Mr Parker praised others in the community for their role in flattening the curve, which has provided the health system with the time and capacity to effectively manage COVID-19 in Victoria.

“It’s promising to see the number of COVID-19 cases in Victoria decrease, but we still need everyone who can stay home to stay home.

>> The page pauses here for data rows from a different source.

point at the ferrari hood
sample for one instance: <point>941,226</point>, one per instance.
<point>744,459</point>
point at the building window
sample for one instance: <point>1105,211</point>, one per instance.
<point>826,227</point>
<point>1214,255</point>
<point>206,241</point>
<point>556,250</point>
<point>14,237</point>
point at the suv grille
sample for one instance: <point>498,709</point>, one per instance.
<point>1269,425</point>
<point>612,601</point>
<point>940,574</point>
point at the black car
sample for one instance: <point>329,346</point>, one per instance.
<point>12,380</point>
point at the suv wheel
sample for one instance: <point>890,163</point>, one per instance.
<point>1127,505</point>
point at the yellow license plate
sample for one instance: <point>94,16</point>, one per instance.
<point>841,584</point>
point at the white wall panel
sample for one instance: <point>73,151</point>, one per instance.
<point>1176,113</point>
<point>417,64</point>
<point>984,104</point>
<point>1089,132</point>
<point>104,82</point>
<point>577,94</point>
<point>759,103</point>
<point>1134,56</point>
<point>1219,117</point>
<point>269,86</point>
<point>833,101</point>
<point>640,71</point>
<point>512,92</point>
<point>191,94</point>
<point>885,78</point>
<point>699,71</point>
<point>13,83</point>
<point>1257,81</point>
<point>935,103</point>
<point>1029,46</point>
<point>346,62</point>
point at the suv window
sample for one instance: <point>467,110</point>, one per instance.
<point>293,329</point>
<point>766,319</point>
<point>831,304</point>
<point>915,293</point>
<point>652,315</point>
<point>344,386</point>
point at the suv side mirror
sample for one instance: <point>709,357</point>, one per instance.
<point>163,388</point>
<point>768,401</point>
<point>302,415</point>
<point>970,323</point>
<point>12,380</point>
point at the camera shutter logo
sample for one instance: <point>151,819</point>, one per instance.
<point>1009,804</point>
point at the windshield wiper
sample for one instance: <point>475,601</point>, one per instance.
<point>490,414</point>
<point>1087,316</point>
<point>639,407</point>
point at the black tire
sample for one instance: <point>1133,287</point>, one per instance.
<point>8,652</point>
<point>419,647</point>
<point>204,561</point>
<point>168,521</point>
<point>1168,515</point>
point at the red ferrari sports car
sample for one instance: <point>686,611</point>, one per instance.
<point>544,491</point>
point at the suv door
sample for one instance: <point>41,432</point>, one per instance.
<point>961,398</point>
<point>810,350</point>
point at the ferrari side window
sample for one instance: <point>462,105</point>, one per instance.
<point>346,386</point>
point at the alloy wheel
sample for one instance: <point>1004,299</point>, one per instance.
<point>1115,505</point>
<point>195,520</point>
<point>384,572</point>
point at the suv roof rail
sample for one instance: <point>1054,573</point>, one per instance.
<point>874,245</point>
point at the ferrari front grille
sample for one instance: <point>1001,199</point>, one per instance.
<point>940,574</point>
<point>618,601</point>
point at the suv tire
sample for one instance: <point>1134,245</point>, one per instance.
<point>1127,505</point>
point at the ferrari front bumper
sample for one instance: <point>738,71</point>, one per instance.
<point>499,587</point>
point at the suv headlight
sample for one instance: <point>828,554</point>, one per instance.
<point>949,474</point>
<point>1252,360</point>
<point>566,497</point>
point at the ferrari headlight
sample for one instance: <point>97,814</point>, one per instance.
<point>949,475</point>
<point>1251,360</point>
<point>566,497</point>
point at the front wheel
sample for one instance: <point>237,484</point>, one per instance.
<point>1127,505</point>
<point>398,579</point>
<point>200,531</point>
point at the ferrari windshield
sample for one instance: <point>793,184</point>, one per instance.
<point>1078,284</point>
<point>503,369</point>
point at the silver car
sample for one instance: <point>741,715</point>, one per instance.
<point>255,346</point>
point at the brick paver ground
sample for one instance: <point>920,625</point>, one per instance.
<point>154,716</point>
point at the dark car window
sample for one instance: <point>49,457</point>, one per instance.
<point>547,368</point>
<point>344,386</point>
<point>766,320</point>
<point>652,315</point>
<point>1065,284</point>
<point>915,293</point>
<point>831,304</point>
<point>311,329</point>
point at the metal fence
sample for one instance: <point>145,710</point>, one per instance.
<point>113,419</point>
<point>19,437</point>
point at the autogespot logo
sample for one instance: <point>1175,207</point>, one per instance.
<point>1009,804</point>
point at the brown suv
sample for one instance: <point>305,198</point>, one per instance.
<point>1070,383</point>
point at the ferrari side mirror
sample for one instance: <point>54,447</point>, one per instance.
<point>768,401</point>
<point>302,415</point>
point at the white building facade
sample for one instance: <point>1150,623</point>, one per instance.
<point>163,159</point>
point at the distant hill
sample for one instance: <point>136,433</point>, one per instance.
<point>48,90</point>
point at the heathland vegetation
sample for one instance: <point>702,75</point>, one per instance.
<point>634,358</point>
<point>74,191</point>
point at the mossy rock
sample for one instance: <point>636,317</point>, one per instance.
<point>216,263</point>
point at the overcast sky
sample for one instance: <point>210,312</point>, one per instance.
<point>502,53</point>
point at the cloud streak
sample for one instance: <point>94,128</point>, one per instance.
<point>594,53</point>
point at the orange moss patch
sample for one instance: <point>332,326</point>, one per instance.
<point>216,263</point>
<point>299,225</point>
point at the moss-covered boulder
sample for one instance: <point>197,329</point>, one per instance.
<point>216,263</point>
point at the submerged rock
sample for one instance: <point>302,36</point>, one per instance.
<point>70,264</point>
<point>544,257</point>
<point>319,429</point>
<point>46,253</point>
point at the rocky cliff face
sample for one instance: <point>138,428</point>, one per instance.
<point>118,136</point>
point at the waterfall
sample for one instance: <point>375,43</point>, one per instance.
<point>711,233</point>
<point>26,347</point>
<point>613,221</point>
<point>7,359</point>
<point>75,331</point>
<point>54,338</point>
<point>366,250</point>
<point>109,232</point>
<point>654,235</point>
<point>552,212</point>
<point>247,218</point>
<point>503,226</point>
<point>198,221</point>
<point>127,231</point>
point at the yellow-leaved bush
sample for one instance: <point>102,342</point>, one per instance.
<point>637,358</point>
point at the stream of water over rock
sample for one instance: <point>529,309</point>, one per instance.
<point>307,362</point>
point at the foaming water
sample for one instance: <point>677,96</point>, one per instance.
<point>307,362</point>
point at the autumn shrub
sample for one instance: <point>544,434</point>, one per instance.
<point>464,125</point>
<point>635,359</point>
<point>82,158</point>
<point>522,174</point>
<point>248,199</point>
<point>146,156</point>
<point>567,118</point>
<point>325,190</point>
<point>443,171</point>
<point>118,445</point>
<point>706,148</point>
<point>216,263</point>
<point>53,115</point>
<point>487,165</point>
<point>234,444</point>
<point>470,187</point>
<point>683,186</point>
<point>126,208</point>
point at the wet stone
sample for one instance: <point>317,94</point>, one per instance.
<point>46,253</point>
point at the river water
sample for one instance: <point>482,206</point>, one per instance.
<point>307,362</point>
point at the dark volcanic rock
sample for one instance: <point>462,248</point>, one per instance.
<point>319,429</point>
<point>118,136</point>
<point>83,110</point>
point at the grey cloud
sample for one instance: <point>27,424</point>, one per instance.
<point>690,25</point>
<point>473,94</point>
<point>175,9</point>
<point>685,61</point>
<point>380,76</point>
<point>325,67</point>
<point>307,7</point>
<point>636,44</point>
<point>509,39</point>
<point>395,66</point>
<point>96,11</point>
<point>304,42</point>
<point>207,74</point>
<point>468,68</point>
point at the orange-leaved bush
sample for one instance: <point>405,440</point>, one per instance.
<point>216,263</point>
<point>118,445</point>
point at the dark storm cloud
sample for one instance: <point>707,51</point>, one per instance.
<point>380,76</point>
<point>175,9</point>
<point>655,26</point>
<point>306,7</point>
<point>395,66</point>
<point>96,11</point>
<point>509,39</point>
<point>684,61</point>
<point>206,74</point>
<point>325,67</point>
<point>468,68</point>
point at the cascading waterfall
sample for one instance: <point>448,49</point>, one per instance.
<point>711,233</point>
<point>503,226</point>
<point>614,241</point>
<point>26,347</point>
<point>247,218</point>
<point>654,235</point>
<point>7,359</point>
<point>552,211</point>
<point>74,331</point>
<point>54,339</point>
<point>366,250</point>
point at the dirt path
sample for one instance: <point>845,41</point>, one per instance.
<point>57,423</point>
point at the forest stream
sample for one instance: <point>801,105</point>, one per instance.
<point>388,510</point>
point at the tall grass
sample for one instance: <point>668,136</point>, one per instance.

“If you have to go out, be vigilant about social distancing. Wash your hands thoroughly and often, and don’t touch your face because the primary path of infection is through your mouth, nose and eyes. For the same reason, and for the safety of others, sneeze or cough into your elbow.”


Top 5 tips to stay safe


  1. Wash your hands.
  2. Cough/sneeze into your elbow.
  3. Don’t touch your face.
  4. Stay 1.5 meters away from others.
  5. Stay home (if you feel sick or can work from home).